Outro problema dos municípios é o pagamento de precatórios, que também tem levado à retenção de recursos das prefeituras?
Na terça-feira (23) tive uma audiência no Supremo Tribunal Federal (STF), acompanhei o município de Fontoura Xavier do Rio Grande do Sul, que teve todos os valores de contas sequestrados pela Justiça, inclusive valores vinculados para tratamento de saúde das pessoas, valores vinculados para a construção de banheiros em residências de pessoas de baixa renda. Então, tratei disso no STF e na quarta-feira (24) estive na Casa Civil para dar andamento a essa situação, uma demanda que já tratamos com o presidente Bolsonaro e o ministro da Economia, Paulo Guedes, porque a emenda constitucional 99/2017, determinou ao governo federal a abertura de uma linha de crédito para o financiamento dos precatórios, nos temos uma dívida de R$ 40 bilhões de precatórios nos municípios.
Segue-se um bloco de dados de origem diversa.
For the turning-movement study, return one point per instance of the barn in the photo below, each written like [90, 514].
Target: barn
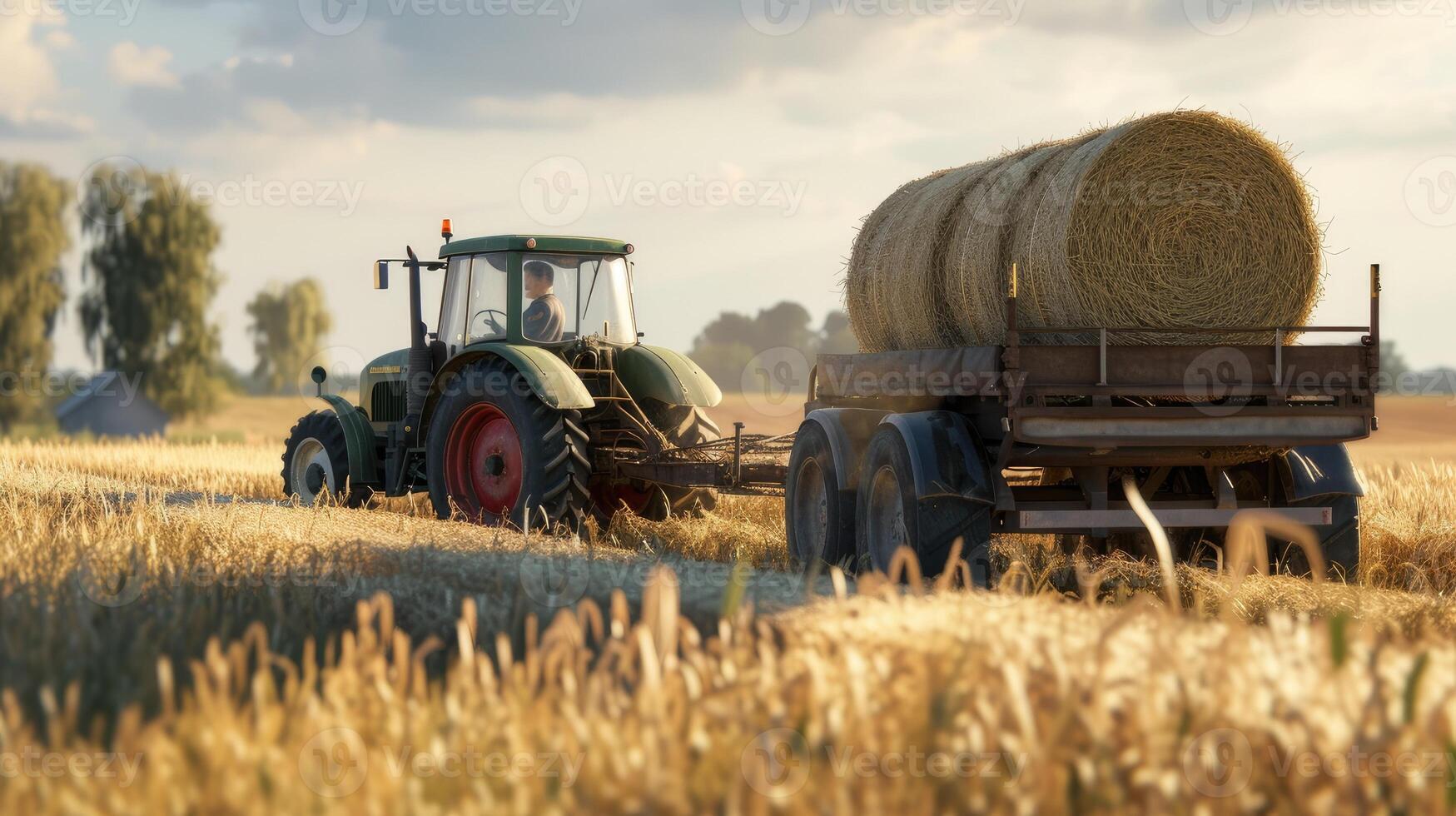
[107, 407]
Então o que vai acontecer, uma linha de crédito com juros adequados e garantia com recursos do FPM. Seria uma espécie de consignado e os bancos não teriam risco nenhum de não receber os valores, num prazo também adequado para que os municípios pudessem ter dinheiro para enfrentar essas obrigações. Os recursos seriam jogados na economia do País, e as pessoas que têm direito receberiam o dinheiro, iriam cuidar da sua saúde, comprar um eletrodoméstico e pagar algumas dívidas que por ventura tenham. Esse dinheiro iria para o giro da economia do Brasil e já na segunda-feira (29) uma equipe técnica da Casa Civil vai se reunir com uma equipe da CNM para ver de que forma o governo poderá, através de suas instituições financeiras, disponibilizar essa linha de crédito para os municípios que tenham dívidas com precatórios.

Como o senhor avalia a aprovação no Congresso Nacional da emenda constitucional que vai permitir a alocação de recursos de emendas parlamentares ao  Orçamento da União  diretamente para os municípios?
Positivamente. Um colunista de jornal escreveu que era a PEC da corrupção, na verdade não é não. Isso vai simplificar a transferência de recursos das emendas para estados e municípios. E também vai aumentar a transparência, nós estamos com um programa, que assinamos com o governo na Marcha dos Prefeitos, que se chama  plataforma “Mais Brasil”. É exatamente isto, simplificar as transferências voluntárias do governo federal para os entes federados, sem se descuidar do controle e facilitar também a transparência para que o cidadão possa entrar numa única plataforma e acompanhar, que dia o dinheiro saiu, quando chegou no município, o que é que o gestor público fez com esse recurso, saber se ele foi bem aplicado ou não, e também facilitar a prestação de contas pelas prefeituras. Têm ministérios hoje no País, que trabalham com dez, 20, 30 sistemas. Então, em cada sistema desse tem uma forma de prestação de contas. 

Então isso vai desburocratizar a aplicação dos recursos públicos?
Hoje tem cinco mil municípios no Cauc, o cadastro único de inadimplentes por conta desses sistemas todos, nós temos que criar uma plataforma única no Brasil de transferência de recursos. 

Quem
Glademir Aroldi tem graduação em gestão pública e traz em sua bagagem a vivência da realidade municipalista. 
Foi vereador entre os anos de 1989 e 1992, e em 1993 foi eleito prefeito do município de Saldanha Marinho (RS), cargo que ocupou por mais dois mandatos – 2001 a 2004 e 2005 a 2008. Nos anos de 2006 e 2007, esteve no comando da Federação das Associações dos Municípios do Rio Grande Grande do Sul (Famurs). Assumiu a CNM no dia 23 de maio do ano passado.